* Code added to make Google search more likely. Mississippi Civil Rights--One Man, One Story: Freedom Riders in 1961

Thursday, November 15, 2007

Freedom Riders in 1961

A brief explanation of the Freedom Rider movement:

In 1961, an interracial group of CORE members and college students from the North traveled by bus down South to test the effectiveness of a 1960 Supreme Court decision which prohibited racial segregation in public accommodations, such as rest rooms, waiting rooms, and restaurants, that catered to interstate travelers. When they traveled into Alabama, the Freedom Riders were attacked and badly beaten, and CORE called the ride off. Other Civil Rights activists—many of them young members of the Student NonViolent Coordinating Committee (SNCC)—rushed to Alabama to continue the ride. They ran into trouble in Montgomery, Alabama, and the federal government had to send in U.S. marshals to protect the riders. The Freedom Rides continued into Mississippi, where they met with more resistance. By late August, 1961, more than 400 Freedom Riders had been arrested by the state of Mississippi. Images like this one of the burned bus, helped create sympathy for the non-violent Freedom Riders and their cause. This event drew national attention, especially from middle-class northerners who were shocked by the brutal violence they saw on television. As a result, Attorney General Robert F. Kennedy provided police escorts for the riders, although this did not prevent further violence.

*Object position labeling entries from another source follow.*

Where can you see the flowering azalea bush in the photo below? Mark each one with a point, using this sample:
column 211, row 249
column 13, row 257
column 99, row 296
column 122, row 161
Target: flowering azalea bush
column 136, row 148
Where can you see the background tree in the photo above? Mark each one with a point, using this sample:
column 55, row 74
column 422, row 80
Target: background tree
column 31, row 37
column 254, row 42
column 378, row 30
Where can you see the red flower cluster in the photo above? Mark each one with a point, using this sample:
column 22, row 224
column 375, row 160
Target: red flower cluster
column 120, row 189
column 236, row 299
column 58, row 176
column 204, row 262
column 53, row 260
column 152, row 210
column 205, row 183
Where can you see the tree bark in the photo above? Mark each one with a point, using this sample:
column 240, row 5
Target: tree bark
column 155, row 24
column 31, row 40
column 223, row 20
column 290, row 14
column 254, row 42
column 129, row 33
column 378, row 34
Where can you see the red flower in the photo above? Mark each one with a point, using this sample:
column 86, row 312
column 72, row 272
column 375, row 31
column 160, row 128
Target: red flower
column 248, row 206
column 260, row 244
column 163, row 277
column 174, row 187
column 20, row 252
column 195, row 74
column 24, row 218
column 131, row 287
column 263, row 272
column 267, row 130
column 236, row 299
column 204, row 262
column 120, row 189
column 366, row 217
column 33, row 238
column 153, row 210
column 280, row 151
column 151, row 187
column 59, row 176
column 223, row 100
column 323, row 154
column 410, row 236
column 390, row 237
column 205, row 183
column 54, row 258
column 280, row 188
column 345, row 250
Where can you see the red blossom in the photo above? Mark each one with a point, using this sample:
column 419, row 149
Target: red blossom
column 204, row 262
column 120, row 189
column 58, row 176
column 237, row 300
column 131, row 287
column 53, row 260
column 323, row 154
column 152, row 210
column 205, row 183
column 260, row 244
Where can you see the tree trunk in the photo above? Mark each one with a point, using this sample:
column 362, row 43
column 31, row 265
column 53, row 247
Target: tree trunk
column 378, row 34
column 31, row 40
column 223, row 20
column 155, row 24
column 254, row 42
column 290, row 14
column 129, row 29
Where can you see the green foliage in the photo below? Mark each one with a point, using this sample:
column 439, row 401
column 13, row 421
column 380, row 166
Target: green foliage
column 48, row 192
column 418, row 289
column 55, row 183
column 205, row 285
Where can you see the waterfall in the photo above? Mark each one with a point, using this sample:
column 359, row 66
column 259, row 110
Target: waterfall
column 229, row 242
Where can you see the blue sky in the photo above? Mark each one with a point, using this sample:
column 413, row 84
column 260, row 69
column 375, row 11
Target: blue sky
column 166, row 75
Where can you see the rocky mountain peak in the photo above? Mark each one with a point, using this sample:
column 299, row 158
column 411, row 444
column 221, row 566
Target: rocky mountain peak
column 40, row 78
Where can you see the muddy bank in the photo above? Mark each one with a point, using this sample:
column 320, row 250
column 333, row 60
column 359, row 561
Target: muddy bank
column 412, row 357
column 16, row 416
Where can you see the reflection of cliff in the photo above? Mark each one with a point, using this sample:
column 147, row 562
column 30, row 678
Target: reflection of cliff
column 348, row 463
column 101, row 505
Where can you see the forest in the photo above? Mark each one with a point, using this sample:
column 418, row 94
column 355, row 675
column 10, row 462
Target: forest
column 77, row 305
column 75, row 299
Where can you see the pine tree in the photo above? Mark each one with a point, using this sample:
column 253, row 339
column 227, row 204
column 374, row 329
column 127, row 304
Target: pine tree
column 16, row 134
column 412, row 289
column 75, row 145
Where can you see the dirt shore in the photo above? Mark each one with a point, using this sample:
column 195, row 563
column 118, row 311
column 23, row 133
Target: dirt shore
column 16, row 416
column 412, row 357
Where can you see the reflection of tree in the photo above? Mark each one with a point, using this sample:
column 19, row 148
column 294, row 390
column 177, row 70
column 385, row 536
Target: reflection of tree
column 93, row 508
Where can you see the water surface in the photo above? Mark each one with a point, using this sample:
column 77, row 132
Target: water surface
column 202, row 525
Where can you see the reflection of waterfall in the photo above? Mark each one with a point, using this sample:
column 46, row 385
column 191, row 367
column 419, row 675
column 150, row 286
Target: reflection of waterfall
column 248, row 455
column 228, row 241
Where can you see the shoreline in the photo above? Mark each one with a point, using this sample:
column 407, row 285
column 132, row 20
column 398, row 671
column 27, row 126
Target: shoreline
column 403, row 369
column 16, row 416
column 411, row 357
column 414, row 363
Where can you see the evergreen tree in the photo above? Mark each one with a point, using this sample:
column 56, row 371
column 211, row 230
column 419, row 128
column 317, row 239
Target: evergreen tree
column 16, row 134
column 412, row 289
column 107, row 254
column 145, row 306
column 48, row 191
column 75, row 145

All of the above was "borrowed" from another spot on the internet. I'm certainly getting away from the original concept that this would be a blog about my father, but I'll eventually get back closer to home. I've found the identity of the preacher who was shot by the KKK after the FBI had been informed about a KKK hit list which included my dad, Father Law, this preacher and others. I'll write about that when I finally get some free time from all the work I'm doing at Millsaps.

One thing that is evident in everything I read about this era is that it was a dangerous time to go against the status quo. Not everyone one was shot, but the possibility existed. Not every home was bombed, but the possibility existed. Not every bus was burned, but the possibility existed. It really took courage and conviction to work for change and unfortunately, there are many black and white heroes from this era who have been totally forgotten. I think one of the problems is that most people just want to forget about this era as if it never happened, or many are reluctant to give credit to all because it would cut into the credit that they have taken for themselves.